First, update your AppDelegate
to include the following function to allow the redirect to occur:
// AppDelegate.swift
import OktaAuth
func application(_ app: UIApplication, open url: URL, options: [UIApplicationOpenURLOptionsKey : Any]) -> Bool {
return OktaAuth.resume(url: url, options: options)
}
Then, you can start the authorization flow by simply calling login
:
OktaAuth.login().start(view: self)
.then { tokenManager in
// tokenManager.accessToken
// tokenManager.idToken
// tokenManager.refreshToken
}
.catch { error in
// Error
}
To login using username
and password
:
OktaAuth.login(username: "user@example.com", password: "password").start(view: self)
.then { tokenManager in
// tokenManager.accessToken
// tokenManager.idToken
// tokenManager.refreshToken
}
.catch { error in
// Error
}
Returns true
if there is a valid access token stored in the TokenManager. This is the best way to determine if a user has successfully authenticated into your app.
if !OktaAuth.isAuthenticated() {
// Prompt for login
}
Calls the OIDC userInfo endpoint to return user information.
OktaAuth.getUser() { response, error in
if error != nil {
print("Error: \(error!)")
}
if let userinfo = response {
userinfo.forEach { print("\($0): \($1)") }
}
}
Calls the introspection endpoint to inspect the validity of the specified token.
OktaAuth.introspect().validate(token: token)
.then { isActive in
print("Is token valid? \(isActive)")
}
.catch { error in
// Error
}
Since access tokens are traditionally short-lived, you can refresh them by using a refresh token. See configuration to ensure your app is configured properly for this flow.
OktaAuth.refresh()
.then { newAccessToken in
print(newAccessToken)
}
.catch { error in
// Error
}
Calls the revocation endpoint to revoke the specified token.
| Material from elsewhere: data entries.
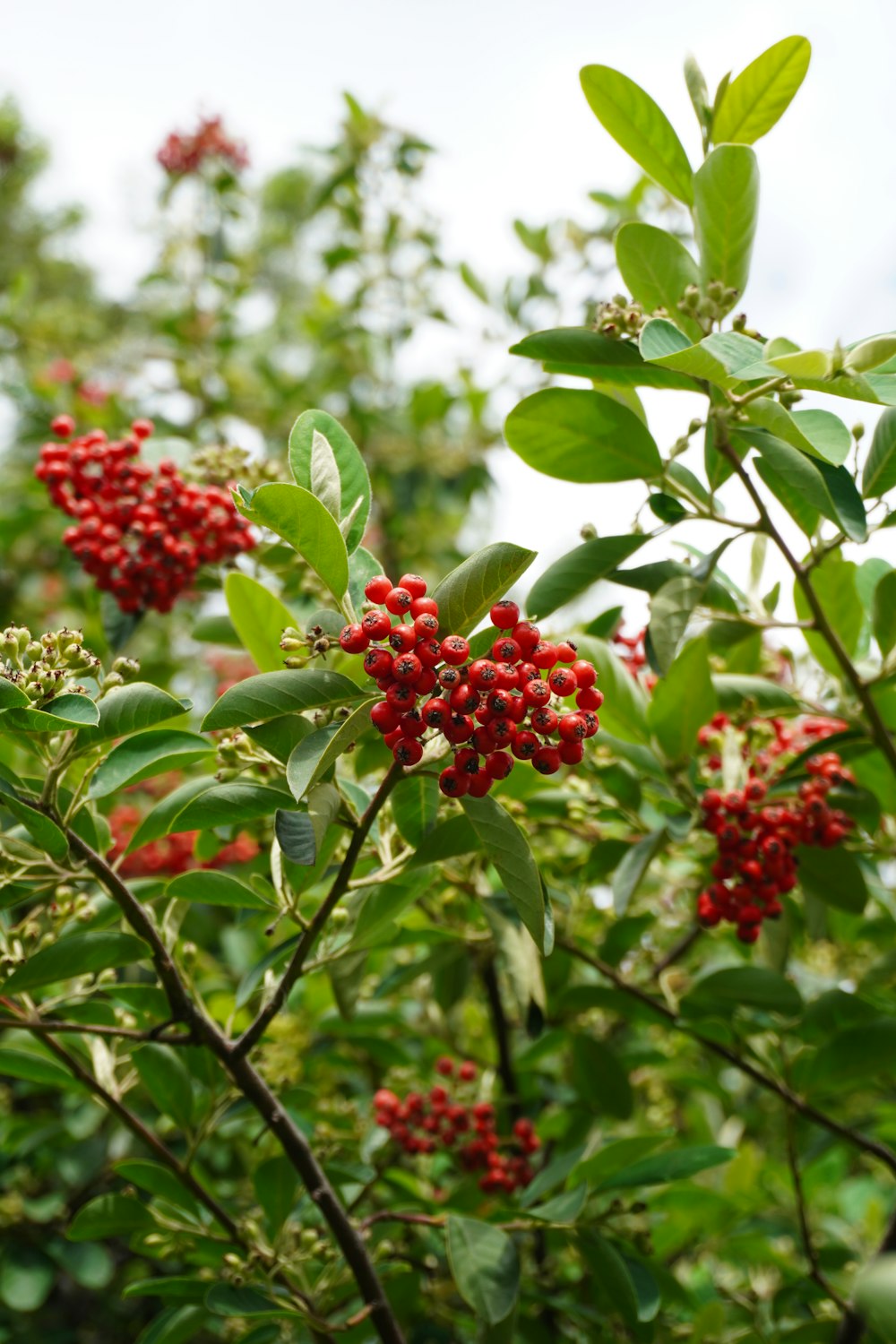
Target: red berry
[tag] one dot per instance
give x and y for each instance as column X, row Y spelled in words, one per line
column 455, row 650
column 354, row 640
column 454, row 785
column 378, row 589
column 414, row 585
column 64, row 426
column 504, row 615
column 398, row 601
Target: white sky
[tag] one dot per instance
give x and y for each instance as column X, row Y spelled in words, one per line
column 493, row 85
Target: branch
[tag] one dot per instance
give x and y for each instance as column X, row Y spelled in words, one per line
column 312, row 933
column 879, row 728
column 253, row 1086
column 852, row 1136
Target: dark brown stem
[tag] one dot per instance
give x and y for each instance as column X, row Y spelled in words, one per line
column 879, row 728
column 253, row 1086
column 314, row 930
column 852, row 1136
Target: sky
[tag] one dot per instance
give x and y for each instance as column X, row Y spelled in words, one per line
column 493, row 85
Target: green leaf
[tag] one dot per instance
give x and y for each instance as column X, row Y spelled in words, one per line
column 470, row 590
column 599, row 1080
column 109, row 1215
column 508, row 849
column 734, row 691
column 751, row 986
column 657, row 269
column 885, row 613
column 676, row 1164
column 43, row 831
column 817, row 433
column 230, row 806
column 719, row 359
column 683, row 701
column 610, row 1276
column 128, row 709
column 563, row 1209
column 354, row 480
column 158, row 1180
column 271, row 694
column 581, row 435
column 578, row 570
column 726, row 202
column 583, row 352
column 75, row 954
column 296, row 836
column 833, row 876
column 416, row 806
column 260, row 618
column 762, row 93
column 69, row 710
column 316, row 753
column 167, row 1081
column 879, row 475
column 309, row 529
column 634, row 865
column 276, row 1188
column 640, row 126
column 26, row 1277
column 145, row 755
column 837, row 591
column 215, row 889
column 484, row 1265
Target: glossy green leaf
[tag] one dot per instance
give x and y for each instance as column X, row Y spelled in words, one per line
column 109, row 1215
column 762, row 93
column 657, row 269
column 640, row 126
column 750, row 986
column 230, row 804
column 306, row 523
column 145, row 755
column 683, row 701
column 416, row 806
column 508, row 849
column 354, row 480
column 634, row 865
column 316, row 753
column 578, row 570
column 260, row 618
column 485, row 1266
column 128, row 709
column 583, row 352
column 466, row 594
column 885, row 613
column 582, row 435
column 726, row 203
column 879, row 475
column 167, row 1081
column 673, row 1164
column 75, row 954
column 833, row 876
column 215, row 889
column 271, row 694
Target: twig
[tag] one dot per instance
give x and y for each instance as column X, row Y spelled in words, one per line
column 312, row 933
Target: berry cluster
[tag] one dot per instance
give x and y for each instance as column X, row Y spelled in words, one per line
column 424, row 1124
column 172, row 854
column 140, row 532
column 492, row 710
column 756, row 838
column 183, row 153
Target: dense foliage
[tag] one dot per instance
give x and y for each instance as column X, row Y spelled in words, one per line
column 323, row 1015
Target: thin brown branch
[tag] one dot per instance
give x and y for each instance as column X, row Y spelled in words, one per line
column 312, row 933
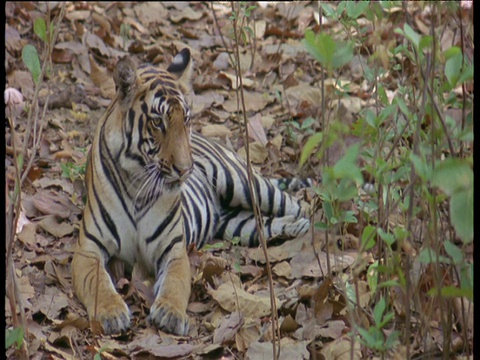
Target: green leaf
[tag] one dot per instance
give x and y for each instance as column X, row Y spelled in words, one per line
column 368, row 237
column 452, row 291
column 453, row 175
column 343, row 54
column 311, row 144
column 428, row 256
column 32, row 61
column 355, row 9
column 40, row 28
column 321, row 47
column 379, row 310
column 387, row 237
column 347, row 166
column 423, row 170
column 461, row 214
column 13, row 336
column 411, row 35
column 453, row 67
column 372, row 276
column 453, row 251
column 369, row 339
column 452, row 51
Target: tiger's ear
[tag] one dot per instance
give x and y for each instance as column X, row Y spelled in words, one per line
column 125, row 76
column 182, row 69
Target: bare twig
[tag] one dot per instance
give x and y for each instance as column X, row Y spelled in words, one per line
column 254, row 197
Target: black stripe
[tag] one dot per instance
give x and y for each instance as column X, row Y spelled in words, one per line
column 107, row 219
column 112, row 179
column 97, row 242
column 225, row 219
column 164, row 223
column 167, row 250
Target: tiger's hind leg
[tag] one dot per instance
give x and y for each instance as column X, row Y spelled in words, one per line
column 95, row 289
column 242, row 224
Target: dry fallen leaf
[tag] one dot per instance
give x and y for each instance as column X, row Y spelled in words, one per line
column 58, row 229
column 250, row 305
column 291, row 349
column 258, row 153
column 228, row 328
column 254, row 101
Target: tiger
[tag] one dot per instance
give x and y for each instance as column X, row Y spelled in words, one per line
column 154, row 187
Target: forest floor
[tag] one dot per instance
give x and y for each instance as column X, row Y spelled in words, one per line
column 283, row 104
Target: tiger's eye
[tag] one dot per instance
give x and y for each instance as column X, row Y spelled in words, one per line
column 158, row 123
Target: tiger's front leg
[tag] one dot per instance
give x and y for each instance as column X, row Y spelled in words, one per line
column 95, row 289
column 172, row 290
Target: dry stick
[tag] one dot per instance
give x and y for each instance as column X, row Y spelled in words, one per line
column 221, row 34
column 460, row 154
column 14, row 296
column 253, row 195
column 32, row 120
column 17, row 299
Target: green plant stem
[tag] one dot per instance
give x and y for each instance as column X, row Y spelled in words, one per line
column 254, row 197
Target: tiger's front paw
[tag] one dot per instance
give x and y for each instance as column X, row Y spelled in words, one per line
column 113, row 314
column 167, row 317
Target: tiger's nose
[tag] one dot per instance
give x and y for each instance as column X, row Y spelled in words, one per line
column 184, row 170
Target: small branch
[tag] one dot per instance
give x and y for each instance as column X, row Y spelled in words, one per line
column 254, row 197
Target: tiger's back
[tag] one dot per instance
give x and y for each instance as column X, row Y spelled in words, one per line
column 153, row 187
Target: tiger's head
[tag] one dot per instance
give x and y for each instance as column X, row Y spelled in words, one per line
column 156, row 153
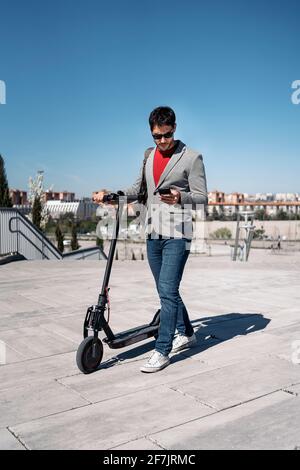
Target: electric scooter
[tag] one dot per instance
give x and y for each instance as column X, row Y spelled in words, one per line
column 90, row 351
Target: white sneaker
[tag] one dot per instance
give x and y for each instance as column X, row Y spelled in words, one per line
column 156, row 362
column 182, row 342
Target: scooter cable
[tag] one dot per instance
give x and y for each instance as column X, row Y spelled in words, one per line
column 108, row 304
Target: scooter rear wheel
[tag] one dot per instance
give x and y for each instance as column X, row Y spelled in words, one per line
column 89, row 355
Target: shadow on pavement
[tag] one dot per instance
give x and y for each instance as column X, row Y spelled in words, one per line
column 209, row 331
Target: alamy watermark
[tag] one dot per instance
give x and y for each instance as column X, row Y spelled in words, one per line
column 2, row 92
column 296, row 94
column 2, row 353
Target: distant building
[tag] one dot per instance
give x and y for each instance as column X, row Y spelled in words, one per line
column 82, row 210
column 59, row 196
column 18, row 197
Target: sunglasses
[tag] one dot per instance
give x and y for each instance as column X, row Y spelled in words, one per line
column 167, row 135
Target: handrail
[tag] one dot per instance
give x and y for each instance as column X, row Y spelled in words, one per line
column 30, row 224
column 43, row 240
column 15, row 214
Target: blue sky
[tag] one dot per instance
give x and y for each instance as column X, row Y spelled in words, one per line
column 82, row 77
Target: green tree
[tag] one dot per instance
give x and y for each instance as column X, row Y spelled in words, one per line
column 37, row 212
column 260, row 214
column 59, row 238
column 5, row 200
column 282, row 215
column 222, row 233
column 74, row 241
column 259, row 233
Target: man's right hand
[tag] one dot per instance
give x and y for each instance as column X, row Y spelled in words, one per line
column 98, row 197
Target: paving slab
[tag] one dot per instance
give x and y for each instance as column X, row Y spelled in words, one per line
column 36, row 342
column 37, row 370
column 238, row 376
column 118, row 380
column 240, row 382
column 8, row 441
column 29, row 402
column 114, row 422
column 138, row 444
column 268, row 423
column 238, row 348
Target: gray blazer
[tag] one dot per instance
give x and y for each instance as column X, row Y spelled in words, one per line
column 185, row 172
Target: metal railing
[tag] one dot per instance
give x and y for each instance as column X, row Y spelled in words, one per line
column 19, row 235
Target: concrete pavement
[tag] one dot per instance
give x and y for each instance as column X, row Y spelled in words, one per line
column 237, row 389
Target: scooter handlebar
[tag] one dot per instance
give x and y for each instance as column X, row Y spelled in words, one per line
column 115, row 197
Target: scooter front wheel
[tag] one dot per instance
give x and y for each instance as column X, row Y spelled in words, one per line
column 89, row 355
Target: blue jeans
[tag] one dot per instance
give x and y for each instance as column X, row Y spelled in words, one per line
column 167, row 258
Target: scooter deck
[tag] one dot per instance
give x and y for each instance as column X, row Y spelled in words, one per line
column 132, row 336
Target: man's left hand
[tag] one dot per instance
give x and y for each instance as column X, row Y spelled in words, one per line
column 173, row 198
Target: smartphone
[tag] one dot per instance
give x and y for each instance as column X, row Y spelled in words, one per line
column 164, row 191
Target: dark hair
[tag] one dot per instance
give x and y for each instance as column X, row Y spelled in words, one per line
column 162, row 116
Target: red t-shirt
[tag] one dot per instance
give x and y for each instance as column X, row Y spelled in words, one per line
column 161, row 159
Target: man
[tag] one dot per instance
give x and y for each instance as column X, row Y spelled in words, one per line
column 173, row 167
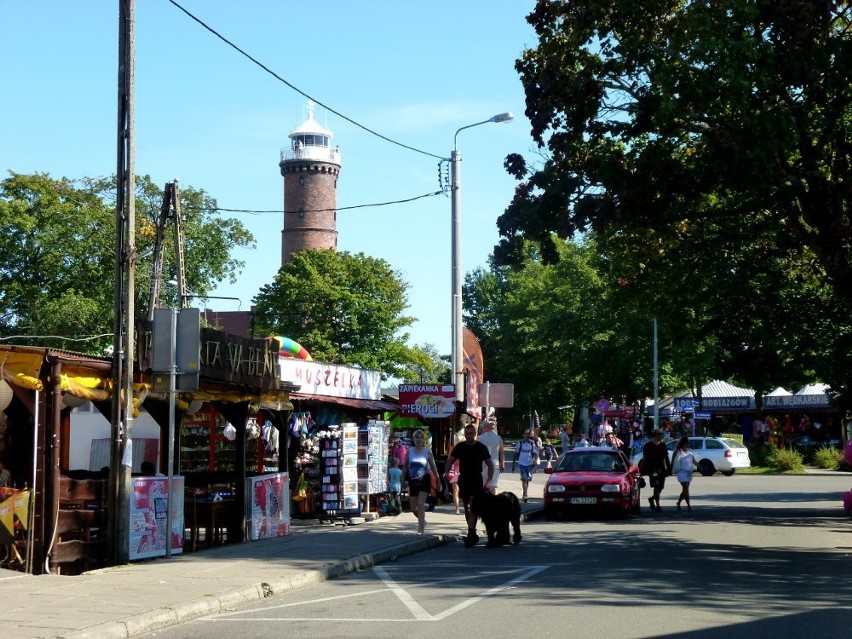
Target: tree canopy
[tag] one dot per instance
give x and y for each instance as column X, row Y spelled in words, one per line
column 707, row 147
column 342, row 308
column 57, row 252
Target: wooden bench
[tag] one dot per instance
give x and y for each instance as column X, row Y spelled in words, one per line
column 81, row 527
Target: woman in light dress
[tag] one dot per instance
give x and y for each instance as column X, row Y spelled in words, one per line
column 683, row 465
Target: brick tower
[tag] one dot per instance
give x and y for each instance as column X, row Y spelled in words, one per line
column 310, row 167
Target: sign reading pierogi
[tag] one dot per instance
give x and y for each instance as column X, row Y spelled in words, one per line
column 432, row 401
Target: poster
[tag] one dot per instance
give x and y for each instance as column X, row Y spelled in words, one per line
column 269, row 506
column 148, row 509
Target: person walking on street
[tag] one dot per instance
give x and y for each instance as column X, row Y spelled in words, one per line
column 565, row 438
column 683, row 464
column 525, row 455
column 494, row 443
column 657, row 464
column 470, row 454
column 420, row 463
column 394, row 486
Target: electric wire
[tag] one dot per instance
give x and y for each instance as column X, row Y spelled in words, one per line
column 340, row 208
column 298, row 90
column 62, row 337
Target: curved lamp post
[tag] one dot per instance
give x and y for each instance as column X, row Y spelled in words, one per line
column 457, row 356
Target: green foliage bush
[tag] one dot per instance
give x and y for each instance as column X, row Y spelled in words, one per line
column 828, row 457
column 761, row 455
column 786, row 459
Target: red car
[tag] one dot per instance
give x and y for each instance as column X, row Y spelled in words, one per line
column 587, row 478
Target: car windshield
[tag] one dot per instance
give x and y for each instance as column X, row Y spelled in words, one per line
column 591, row 461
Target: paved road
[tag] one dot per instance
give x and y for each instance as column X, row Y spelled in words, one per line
column 760, row 556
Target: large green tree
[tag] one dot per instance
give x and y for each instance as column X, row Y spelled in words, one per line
column 678, row 123
column 555, row 331
column 57, row 255
column 343, row 308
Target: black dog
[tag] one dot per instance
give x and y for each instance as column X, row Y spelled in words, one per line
column 497, row 512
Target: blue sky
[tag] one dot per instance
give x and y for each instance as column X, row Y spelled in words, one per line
column 414, row 71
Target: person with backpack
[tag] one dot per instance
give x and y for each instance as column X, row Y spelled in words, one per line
column 525, row 455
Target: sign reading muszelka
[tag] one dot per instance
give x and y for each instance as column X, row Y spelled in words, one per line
column 331, row 380
column 432, row 401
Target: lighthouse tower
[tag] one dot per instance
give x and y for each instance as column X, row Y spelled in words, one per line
column 310, row 167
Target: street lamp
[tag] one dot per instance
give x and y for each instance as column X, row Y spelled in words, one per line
column 457, row 356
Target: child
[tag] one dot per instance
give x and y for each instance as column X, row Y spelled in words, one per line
column 394, row 486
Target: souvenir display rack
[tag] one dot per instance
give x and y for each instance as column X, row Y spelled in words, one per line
column 203, row 447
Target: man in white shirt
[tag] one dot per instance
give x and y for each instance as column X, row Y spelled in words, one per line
column 494, row 443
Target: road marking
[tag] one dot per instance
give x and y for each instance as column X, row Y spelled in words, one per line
column 421, row 614
column 414, row 608
column 418, row 612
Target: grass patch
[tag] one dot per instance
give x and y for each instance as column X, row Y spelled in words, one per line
column 786, row 459
column 829, row 458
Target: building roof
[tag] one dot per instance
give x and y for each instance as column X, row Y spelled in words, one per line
column 234, row 322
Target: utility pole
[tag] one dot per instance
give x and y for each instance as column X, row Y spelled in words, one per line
column 121, row 453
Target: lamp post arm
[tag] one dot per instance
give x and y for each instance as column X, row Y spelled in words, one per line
column 469, row 126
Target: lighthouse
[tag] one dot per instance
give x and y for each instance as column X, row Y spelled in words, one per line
column 310, row 167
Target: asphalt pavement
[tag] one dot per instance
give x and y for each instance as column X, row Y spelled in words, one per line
column 145, row 596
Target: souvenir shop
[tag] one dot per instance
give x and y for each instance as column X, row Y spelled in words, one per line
column 338, row 435
column 225, row 483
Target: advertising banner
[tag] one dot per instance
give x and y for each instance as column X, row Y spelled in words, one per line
column 269, row 506
column 148, row 510
column 331, row 380
column 432, row 401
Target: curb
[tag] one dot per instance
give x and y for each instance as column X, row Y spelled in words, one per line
column 161, row 618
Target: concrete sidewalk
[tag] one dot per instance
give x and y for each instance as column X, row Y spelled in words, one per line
column 142, row 597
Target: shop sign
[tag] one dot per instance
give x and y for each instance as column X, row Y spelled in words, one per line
column 331, row 380
column 221, row 357
column 686, row 404
column 797, row 401
column 727, row 403
column 432, row 401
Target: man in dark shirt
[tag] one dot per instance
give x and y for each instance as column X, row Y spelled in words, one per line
column 655, row 456
column 471, row 455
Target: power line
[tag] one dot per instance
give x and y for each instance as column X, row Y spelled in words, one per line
column 62, row 337
column 298, row 90
column 340, row 208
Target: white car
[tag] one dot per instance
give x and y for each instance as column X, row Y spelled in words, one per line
column 712, row 454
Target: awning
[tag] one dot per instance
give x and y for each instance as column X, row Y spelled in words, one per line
column 364, row 404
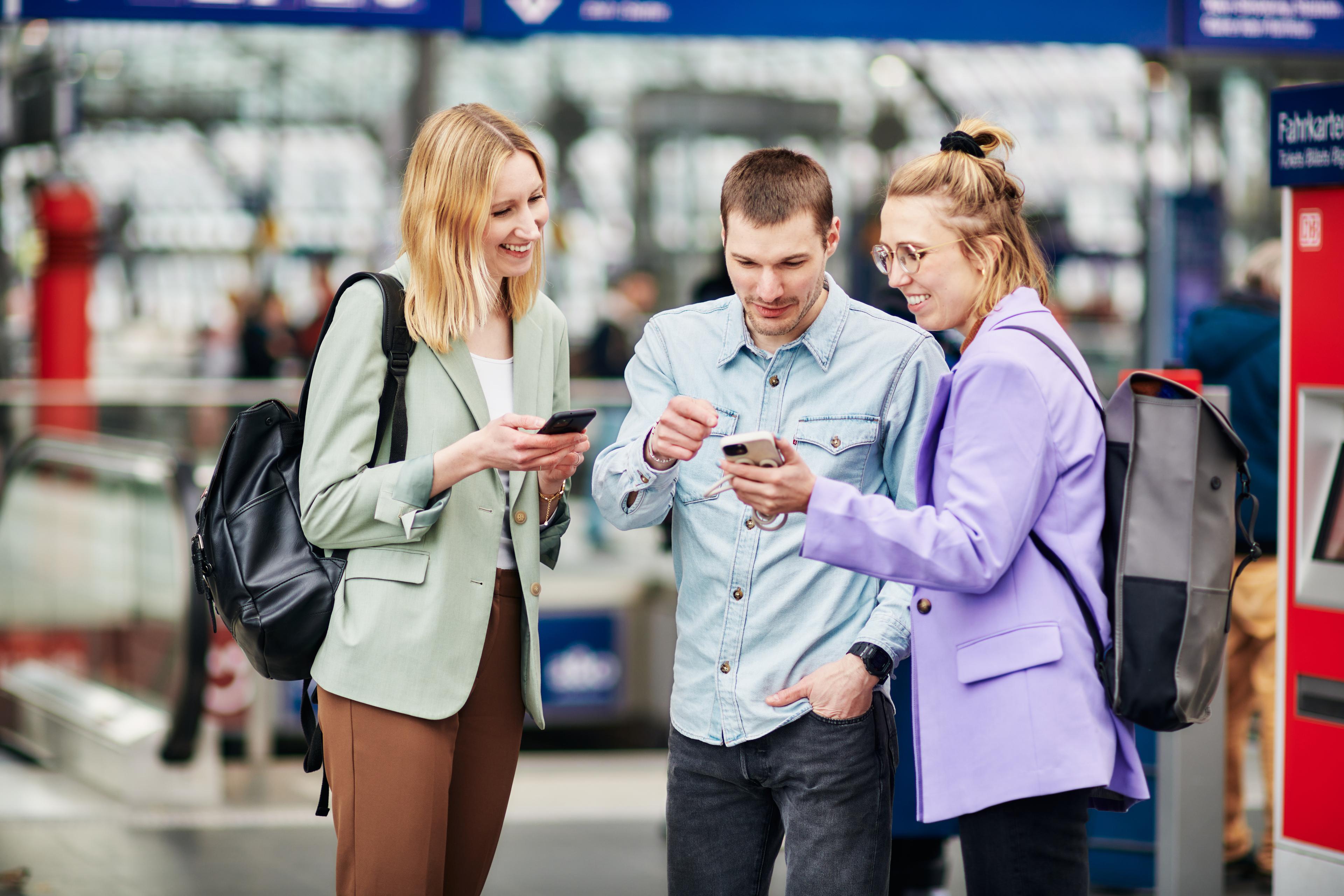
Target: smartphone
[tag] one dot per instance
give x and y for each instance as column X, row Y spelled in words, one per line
column 565, row 422
column 753, row 448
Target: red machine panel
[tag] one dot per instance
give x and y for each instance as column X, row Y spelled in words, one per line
column 1314, row 636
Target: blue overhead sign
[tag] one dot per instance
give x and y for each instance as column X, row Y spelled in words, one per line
column 1136, row 22
column 1291, row 26
column 402, row 14
column 1307, row 136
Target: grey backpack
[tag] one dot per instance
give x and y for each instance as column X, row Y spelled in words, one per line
column 1176, row 480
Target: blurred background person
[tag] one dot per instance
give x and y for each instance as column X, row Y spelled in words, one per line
column 628, row 308
column 267, row 338
column 323, row 292
column 1236, row 344
column 622, row 326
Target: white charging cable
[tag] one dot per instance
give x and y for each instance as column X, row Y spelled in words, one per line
column 769, row 523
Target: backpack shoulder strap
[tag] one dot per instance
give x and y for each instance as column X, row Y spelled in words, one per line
column 1059, row 352
column 1089, row 618
column 397, row 346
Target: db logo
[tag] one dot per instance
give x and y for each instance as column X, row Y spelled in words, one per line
column 1310, row 230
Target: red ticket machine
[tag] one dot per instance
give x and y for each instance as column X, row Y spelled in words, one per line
column 1307, row 147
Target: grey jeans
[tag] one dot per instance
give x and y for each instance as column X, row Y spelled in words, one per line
column 824, row 784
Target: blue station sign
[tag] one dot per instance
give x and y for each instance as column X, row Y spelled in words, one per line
column 1307, row 136
column 401, row 14
column 1285, row 26
column 1138, row 22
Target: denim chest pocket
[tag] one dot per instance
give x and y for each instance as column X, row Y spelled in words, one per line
column 699, row 473
column 838, row 445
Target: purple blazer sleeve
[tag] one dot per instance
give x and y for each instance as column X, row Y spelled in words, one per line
column 988, row 489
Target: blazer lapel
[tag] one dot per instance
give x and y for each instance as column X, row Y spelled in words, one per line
column 457, row 365
column 527, row 357
column 929, row 448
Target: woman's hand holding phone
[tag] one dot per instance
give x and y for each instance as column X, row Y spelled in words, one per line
column 773, row 491
column 504, row 445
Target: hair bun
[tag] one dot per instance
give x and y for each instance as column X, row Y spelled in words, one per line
column 961, row 141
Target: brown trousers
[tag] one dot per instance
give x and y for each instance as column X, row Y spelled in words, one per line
column 419, row 804
column 1251, row 690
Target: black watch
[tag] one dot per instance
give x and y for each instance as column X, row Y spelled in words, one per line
column 875, row 660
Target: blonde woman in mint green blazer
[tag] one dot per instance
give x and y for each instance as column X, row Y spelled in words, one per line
column 432, row 653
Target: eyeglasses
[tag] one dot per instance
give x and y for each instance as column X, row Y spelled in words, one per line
column 908, row 256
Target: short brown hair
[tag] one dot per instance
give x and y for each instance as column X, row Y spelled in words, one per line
column 771, row 186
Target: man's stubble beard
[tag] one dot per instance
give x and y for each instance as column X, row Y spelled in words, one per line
column 780, row 328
OktaAuth.revoke(token: token) { response, error in
if error != nil {
print("Error: \(error!)")
}
if let _ = response {
print("Token was revoked")
}
}
Tokens are securely stored in the Keychain and can be retrieved from the TokenManager.
OktaAuth.tokens?.accessToken
OktaAuth.tokens?.idToken
OktaAuth.tokens?.refreshToken
To perform an end-to-end test, update the Okta.plist
file to match your configuration as specified in the prerequisites. Next, export the following environment variables:
export USERNAME={username}
export PASSWORD={password}
# Run E2E end Unit tests
bash ./scripts/build-and-test.sh
Note: You may need to update the emulator device to match your Xcode version
Okta is available under the Apache 2.0 license. See the LICENSE file for more info.